中国をはじめ韓国、台湾、日本で、OLEDLTPS/LTPOの投資が相次いでいるが、スマホ市場が鈍化する中で大丈夫だろうか、というのは、業界関係者、投資家アナリストに共通の懸念である。報道や各社の発表、SEAJなど業界団体の予測では2016年のFPDの設備投資は20%増、露光機等は40%増もありえそうだ。また、中国企業では、計画は物凄いが、頻繁に変更される上、どこまで信憑性があるか不明な点もあり、さらに、装置によっては供給できないものもあり供給能力を計算するのは難しい。

 

ボトルネック装置からキャパを計算

 

 そこで、ボトルネックになっている装置の動向からキャパを計算する。なお、OLED化のためには、まず、バックプレーンでLTPS/LTPO化投資が必要であるが、これは、既に、LCDでも高精細化で必要であり、ここ数年、設備投資が盛んである。また、パネル取れ数から、G6が中心であり、既にある1000k/月のキャパが、LTPS化されている。

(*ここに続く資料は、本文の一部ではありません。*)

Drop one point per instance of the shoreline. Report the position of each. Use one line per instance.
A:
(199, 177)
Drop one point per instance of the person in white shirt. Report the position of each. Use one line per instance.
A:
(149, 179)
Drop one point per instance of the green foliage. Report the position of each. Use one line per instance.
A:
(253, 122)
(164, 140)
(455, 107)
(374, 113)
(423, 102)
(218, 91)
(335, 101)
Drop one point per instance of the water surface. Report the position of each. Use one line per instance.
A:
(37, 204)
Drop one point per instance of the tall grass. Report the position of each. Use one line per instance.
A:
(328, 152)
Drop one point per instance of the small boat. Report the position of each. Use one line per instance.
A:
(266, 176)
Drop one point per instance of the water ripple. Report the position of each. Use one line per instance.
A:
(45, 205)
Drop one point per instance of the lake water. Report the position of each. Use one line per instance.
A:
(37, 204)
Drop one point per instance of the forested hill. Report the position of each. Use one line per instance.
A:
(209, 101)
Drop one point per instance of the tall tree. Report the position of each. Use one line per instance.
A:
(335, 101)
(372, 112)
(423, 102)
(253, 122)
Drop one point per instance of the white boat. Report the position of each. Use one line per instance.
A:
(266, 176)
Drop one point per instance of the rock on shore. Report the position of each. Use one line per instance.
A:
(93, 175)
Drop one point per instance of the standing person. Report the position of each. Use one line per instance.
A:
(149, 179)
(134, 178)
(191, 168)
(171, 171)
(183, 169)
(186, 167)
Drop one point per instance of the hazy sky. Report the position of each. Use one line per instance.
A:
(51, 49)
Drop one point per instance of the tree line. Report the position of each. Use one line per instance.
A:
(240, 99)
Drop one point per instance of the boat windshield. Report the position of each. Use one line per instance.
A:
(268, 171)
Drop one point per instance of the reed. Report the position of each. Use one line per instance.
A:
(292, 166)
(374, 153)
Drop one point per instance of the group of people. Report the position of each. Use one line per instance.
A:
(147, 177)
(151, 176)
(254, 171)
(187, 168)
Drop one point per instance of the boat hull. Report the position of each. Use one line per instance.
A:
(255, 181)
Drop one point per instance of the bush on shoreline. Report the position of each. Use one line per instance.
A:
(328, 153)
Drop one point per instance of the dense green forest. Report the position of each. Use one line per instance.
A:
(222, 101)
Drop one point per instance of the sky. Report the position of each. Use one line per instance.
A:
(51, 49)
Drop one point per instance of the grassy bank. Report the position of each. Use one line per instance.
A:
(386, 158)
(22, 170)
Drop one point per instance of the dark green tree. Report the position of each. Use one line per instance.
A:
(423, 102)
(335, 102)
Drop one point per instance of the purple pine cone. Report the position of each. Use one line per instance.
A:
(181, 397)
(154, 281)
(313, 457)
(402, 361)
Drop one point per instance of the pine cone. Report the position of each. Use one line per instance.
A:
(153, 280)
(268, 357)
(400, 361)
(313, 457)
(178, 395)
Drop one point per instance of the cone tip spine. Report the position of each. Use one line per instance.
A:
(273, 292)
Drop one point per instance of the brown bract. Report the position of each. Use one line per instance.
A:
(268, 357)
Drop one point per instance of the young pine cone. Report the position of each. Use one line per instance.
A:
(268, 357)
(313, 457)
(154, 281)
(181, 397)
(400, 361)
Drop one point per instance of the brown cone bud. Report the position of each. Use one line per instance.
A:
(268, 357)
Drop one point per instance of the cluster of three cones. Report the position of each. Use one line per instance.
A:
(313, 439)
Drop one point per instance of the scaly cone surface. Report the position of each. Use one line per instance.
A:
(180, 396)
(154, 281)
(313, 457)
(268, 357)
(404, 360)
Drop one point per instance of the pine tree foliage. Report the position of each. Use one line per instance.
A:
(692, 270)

ここで必要な装置は、イオン注入装置やレーザーアニール装置だが、中でも、G6向けイオン注入装置は日新電機が独占しており、同社の月産3台程度のキャパは拡大しつつあり、年40台程度には増えるようだが、ここがボトルネックとなっている。

 

 OLEDでは、このバックプレーンをLTPS/LTPO化したうえで、フロントをOLED化するわけだが、ここでのボトルネックは、蒸着機である。アップルも認めたというRGB400ppiを出せるのは、キヤノントッキの機械で、DNPのメタルフラットマスクを使うことが必要である。しかし、キヤノントッキの蒸着機は6G向け一台100億円するといわれる上、年間のキャパが3-4台しかない。